I've 150k on my car (not a Fiesta) and the maintenance costs are no worse now than they were a half-life ago.  Still a lot of life in your Fiesta.


----------



## tiger (18 Jul 2006)

In a similar boat myself (98 megane for the NCT on Mon, fingers crossed!!).

I reckon any car loses 20% of it's current value each year (or about 50% over 3 years).  So even a replacement "banger" at €5000 will have lost €1000 after a year.

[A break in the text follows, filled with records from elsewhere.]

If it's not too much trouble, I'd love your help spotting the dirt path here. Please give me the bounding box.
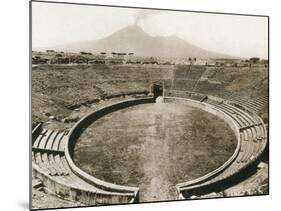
[138,104,177,202]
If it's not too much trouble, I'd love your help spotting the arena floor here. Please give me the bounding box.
[73,101,237,202]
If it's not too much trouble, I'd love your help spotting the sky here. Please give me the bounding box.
[32,1,268,59]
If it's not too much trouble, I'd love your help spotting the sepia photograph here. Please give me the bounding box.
[30,1,269,210]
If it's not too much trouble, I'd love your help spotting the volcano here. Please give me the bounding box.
[46,25,232,58]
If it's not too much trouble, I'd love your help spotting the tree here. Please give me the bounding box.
[249,57,260,63]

The other main consideration of course is reliability, it's not as much spending the money on repairs but knowing the car will start/run when you need it.


----------



## ACA (19 Jul 2006)

I had a 97 Fiat Cinquecento (91k on the clock) for 5 years (adored the low petrol usage,easy parking, 1.1 engine so quite nippy) My husband hated it because of the safety aspect (no air-bags, so small that a minor collision could have meant me wearing the engine!) Finally bit the bullet on 1st July and bought a Yaris - can't understand why I resisted so long - although I do miss the sun-roof, esp. after the weather this week!!

It really depends on your other outlays elefantfresh - mortgage, credit union loan, credi card bills etc. IMO you can't put a price on your life or your family's lives. On the other hand, if you're happy with the Fiesta and wouldn't have problems if you were car-less for a few days, in the event of repairs etc. no point shelling out €15-20K. Fiestas are good runners, not rustbuckets and hold their value quite well. Even at 10 yrs old, the low mileage should mean its worth around €2000-2500 privately or trade-in.

BTW main dealer allowed me €1700 on my little car, (a year younger but 20k miles more) so maybe do a bit of digging to see what you'd get trade-in and then decide. Nissan are doing a 90's deal and will allow you 2-3K depending on what model you buy. IMO can't fault Toyota from the safety aspect, (9 air bags in the Yaris model I have- although to be fair I'm prejudiced as a Carina E saved my husbands live twice!), good value for money, 3 yr free-recovery(even for something as minor as a puncture!) 3 yr service warranty and 12 yr anti-corrosion. Sorry waffling now!! Love the new car!! Hope this has been helpful and it all works out for you, Amanda.


----------



## dahamsta (19 Jul 2006)

Sorry to wander a tad OT, but is there some sort of scrappage scheme on at the moment, related to waste disposal / environment? My gf is convinved there is, but I can't find anything up to date on the web (there's a few references, but they vary in details).

adam


----------



## elefantfresh (19 Jul 2006)

thanks for all the replys people - i guess i'll let the garage decide for me tomorrow when they tell me how much it will cost to keep him motoring! i'm not that pushed about getting a new car if this one will keep plodding along. i don't do much country driving. mostly just commuting about dublin. i suppose if i was doing serious milage i'd have to think about something bigger. i do like the focus though....but don't tell my fiesta that!


----------



## Sunnyboy (19 Jul 2006)

dahamsta said:
			
		

> is there some sort of scrappage scheme on at the moment,adam


 
Would it be the Nissan ad. I think they are offering 3k on all trade inns regardless of the condition of the car.

Having siad that, I was checking the price of a new Nisssan Almera against the price of a new Toyota Corolla in the UK about a year ago. The Nissan was over 2K cheaper than the Toyota. For some reason at the same time they were both the same price in Ireland. Nissan had an offer that you could swop your nissan when it was one year old for a similar brand new car.

Toyota had no gimmicks. - Go figure.


----------



## elefantfresh (24 Jul 2006)

thanks for all the replies people - picked up the car this morning and cost me total 500e from proper ford garage. new exhaust. new alternator. oil change. new oil filter. new rear brake pads. and they fixed my radio! hurrah! mechanic reckons its going to cost "about" 500e each year now as it gets older and older but as the milage is only about 70k he thinks i should easily get another 3-4 years of it with regular servicing. 
thanks again!


----------